Saturday, August 4, 2018

Nomadi - Nomads

Nomadi che cercano
gli angoli della tranquillità
Nelle nebbie del nord
e nei tumulti delle civiltà
Tra i chiari scuri e la monotonia
Dei giorni che passano
Camminatore che vai
Cercando la pace al crepuscolo
La troverai, la troverai
Alla fine della strada

Lungo il transito
dell'apparente dualità
La pioggia di settembre
Risveglia i vuoti della mia stanza
Ed i lamenti della solitudine
Si prolungano
Come uno straniero
non sento legami di sentimento
E me ne andrò
Dalle città
Nell'attesa del risveglio

I viandanti vanno
in cerca di ospitalità
Nei villaggi assolati
E nei bassifondi dell'immensità
E si addormentano
sopra i guanciali della terra
Forestiero che cerchi
la dimensione insondabile
La troverai, fuori città
Alla fine della strada

Nomadi © 1985 Juri Camisasca

"Nomadi" was written by Battiato's good friend and fellow spiritual seeker Juri Camisasca.
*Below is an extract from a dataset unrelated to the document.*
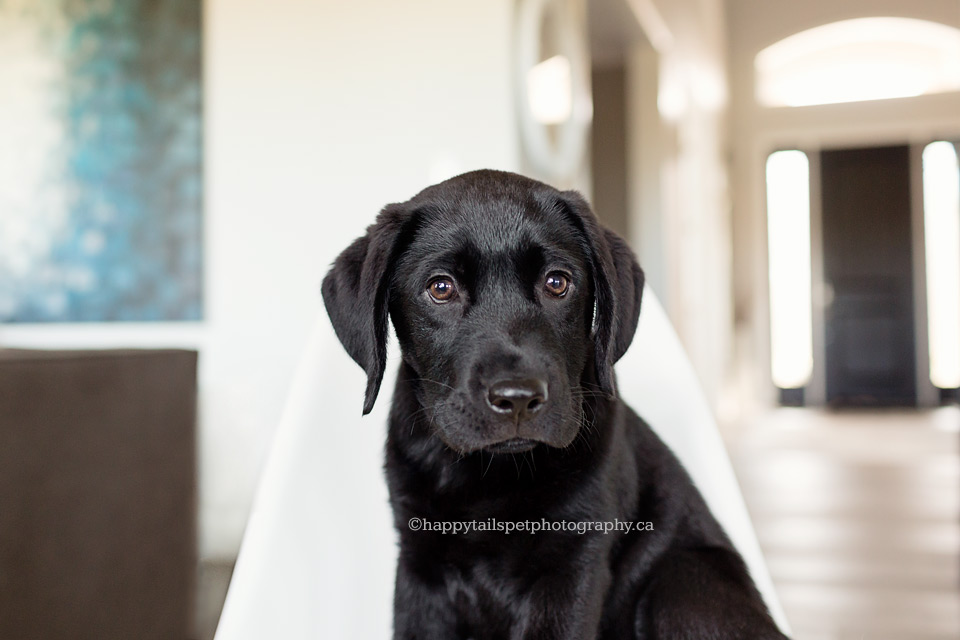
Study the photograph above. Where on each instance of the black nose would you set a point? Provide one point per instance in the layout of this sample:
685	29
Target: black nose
518	399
In addition to being a songwriter, Camisasca was also a Benedictine monk, then lived as an eremite on the slopes of Mt. Etna. He participated as a singer and narrator in Battiato's opera Genesi. The song is a testimony to taking on an inner search with the goal of reaching an "unfathomable dimension" and a spiritual awakening.

Nomads who look for
corners of tranquility
in the Northern fogs
and in the tumults of societies,
between the lights, darks, and monotony
of the days that pass.
Walker who goes
searching for peace at twilight,
you’ll find it, you’ll find it
at the end of the road.

Along the transit
of the seeming duality,
the rain of September
reawakens the emptinesses of my room,
and complaints of solitude
drag on.
Like a foreigner
I don’t feel ties of sentiment,
and I will leave
the city
in the expectation of an awakening.

The wayfarers go
in search of hospitality
in the sun-drenched villages
and in the slums of the immensity,
and they fall asleep
on the earth’s pillows.
Outsider who searches for
the unfathomable dimension,
you’ll find it, outside the city
at the end of the road.

English translation © 2020 Dennis Criteser



Fisiognomica was released in 1988. After 1985's Mondi Lontanissimi, Battiato changed course once again and dedicated himself to working on an opera based on Genesis, a project he'd already begun in 1983. The opera was nearly all-consuming for the next two years and was finally mounted in 1987. Battiato then committed to writing another opera based on the myth of Gilgamesh. However, some non-classical songs were beginning to reappear in his writing, and he decided to produce another "pop" album (the word "pop" must always be in quotes when applied to Battiato), though one that unites pop, operatic, classical, and contemplative music. One that also places spirituality at the core, with lyrics and music that are serious, refined, intimate and more personally direct than Battiato was previously willing to be in his former years of word play, irony, hard-to-understand esoteric references, and fragmentism.